Lynn Melton, Melton's sister-in-law, says she "never dreamed in a million years" she would get the phone call.

"It was just surreal," Lynn Melton said. "In my mind, I wanted to think, he's ok, but in my heart I knew he wasn't, because he always wore his vest."

Zeigler said the killings have reshaped how he approaches his officers.

"If you would've told me, at some point in my career, I would be hugging cops and telling them that I love them, I would've told you, you're crazy!" he said. "But I have hugged more cops, and told more cops that I love them, this year than I ever would've thought in a million years."

Many families feel especially protective of those who serve.

Shannon Frazier is raising a three-year-old and a thirteen-year-old after their father, De'Greaun, was shot and killed in February, working an undercover drug operation.

"People talk so negative about law enforcement, but are you going to get out there and do it?" she asks. "Are you willing to take that oath, take that badge and that gun and put your life on the line to protect people that you don't even know?"

"It's not localized"

Fred Bealefeld, a former Baltimore police commissioner, said social media magnifies reactions by officers and citizens alike to tragic incidents involving police.

"It's not localized," he said. "A funeral or a killing of a police officer in Maine is viewed by police families and police officers all across the country."

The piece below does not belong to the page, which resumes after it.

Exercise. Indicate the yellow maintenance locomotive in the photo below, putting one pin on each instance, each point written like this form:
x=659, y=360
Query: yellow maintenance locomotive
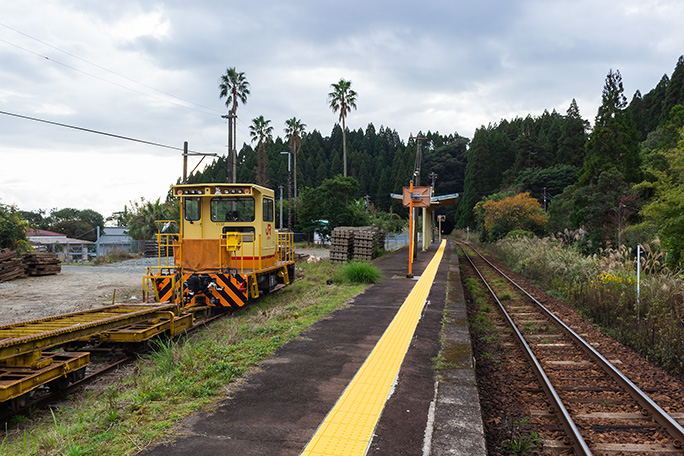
x=226, y=250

"The instantaneous nature of their exposure to these incidents puts a psychological strain on police officers, all over the country," Bealefeld said, "that no one in law enforcement has ever had to deal with before."

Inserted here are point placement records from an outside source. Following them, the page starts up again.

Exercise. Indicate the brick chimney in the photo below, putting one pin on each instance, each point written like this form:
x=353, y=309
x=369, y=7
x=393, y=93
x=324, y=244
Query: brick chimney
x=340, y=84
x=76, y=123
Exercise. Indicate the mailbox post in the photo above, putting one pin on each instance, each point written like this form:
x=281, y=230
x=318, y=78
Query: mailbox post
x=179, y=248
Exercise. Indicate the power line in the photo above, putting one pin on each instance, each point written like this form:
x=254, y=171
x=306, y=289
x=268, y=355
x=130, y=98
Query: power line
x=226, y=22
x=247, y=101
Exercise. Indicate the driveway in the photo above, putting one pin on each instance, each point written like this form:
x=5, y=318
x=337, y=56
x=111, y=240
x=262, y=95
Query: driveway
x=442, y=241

Community reactions get nationalized as well.

 

 

"If we did something wrong in Baltimore, we prepare for the backlash in Baltimore," Bealefeld said. "But now, something that happens in Stanford could blow up in Baltimore."

Some families of fallen officers also questioned how to evaluate what they see online.

"I don't know if it's through Facebook, or if there truly is an increase in the amount of police violence," said Amy Gooding, whose husband Jason, a Portland officer, was killed while serving a warrant in February.

While the internet certainly enhances the availability and intensity of information, law enforcement leaders stress that the numbers show police currently face an unusually high threat.

"You'd have to go back almost to the 1970s, to see a similar experience in American policing," Bill Bratton, who just finished his second stint as New York Police Department Commissioner and provides police analysis for NBC News, said. "A significant number of those who were killed in the line of duty by gunfire were actually targeted because they are police."